Rezim Taliban baru-baru ini menutup akses siswa perempuan untuk ke universitas di seluruh negeri, sampai pemberitahuan lebih lanjut. Mereka juga melarang anak perempuan menghadiri sekolah menengah, membatasi kebebasan bergerak perempuan dan anak perempuan, mengecualikan perempuan dari sebagian besar angkatan kerja dan melarang perempuan menggunakan taman, pusat kebugaran, maupun rumah pemandian umum.
Dalam sebuah pernyataan, Amina menyebut pesan yang ia sampaikan sangat jelas. Meski PBB mengakui pengecualian penting yang dibuat, pembatasan ini disebut mengurung masa depan perempuan dan anak perempuan Afghanistan.
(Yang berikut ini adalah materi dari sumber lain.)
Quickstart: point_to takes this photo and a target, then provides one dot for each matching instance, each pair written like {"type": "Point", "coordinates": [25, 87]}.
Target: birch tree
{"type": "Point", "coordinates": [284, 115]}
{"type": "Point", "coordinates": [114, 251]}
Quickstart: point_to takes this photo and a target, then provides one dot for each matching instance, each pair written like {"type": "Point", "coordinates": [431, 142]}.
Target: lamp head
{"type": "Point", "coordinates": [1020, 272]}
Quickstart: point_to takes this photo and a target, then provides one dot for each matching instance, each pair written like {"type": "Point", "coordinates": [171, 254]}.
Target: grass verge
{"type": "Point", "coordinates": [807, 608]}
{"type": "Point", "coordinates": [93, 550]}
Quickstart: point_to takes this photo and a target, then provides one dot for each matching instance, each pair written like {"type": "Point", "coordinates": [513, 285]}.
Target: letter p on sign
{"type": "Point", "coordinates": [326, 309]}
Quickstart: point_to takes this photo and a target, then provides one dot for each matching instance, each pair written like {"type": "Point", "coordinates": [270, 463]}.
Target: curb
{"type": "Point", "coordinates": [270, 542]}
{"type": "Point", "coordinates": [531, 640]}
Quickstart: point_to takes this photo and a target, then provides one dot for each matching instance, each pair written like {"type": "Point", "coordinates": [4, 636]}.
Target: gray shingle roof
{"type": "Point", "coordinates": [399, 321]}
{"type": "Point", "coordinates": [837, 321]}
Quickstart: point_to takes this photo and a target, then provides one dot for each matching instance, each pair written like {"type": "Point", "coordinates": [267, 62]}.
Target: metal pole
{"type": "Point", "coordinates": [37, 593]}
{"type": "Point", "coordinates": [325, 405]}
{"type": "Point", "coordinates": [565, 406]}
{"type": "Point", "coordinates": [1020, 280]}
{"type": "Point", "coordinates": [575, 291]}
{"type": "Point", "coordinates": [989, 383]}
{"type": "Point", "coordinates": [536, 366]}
"Keputusan ini seolah mengurung mereka di rumah mereka sendiri, melanggar hak-hak mereka dan merampas layanan komunitas mereka," ujar dia.
Amina menyebut, ambisi kolektif PBB adalah untuk Afghanistan yang makmur, berdamai dengan dirinya sendiri dan tetangganya, serta berada di jalur menuju pembangunan berkelanjutan. Tapi saat ini, ia menilai Afghanistan sedang mengisolasi diri, di tengah krisis kemanusiaan yang mengerikan dan salah satu yang paling rentan terhadap perubahan iklim.
Direktur Eksekutif UN Women Sima Bahous mengatakan telah menyaksikan ketangguhan yang luar biasa. Wanita Afghanistan tidak diragukan lagi menyuarakan keberanian dan penolakan untuk dihapus dari kehidupan publik.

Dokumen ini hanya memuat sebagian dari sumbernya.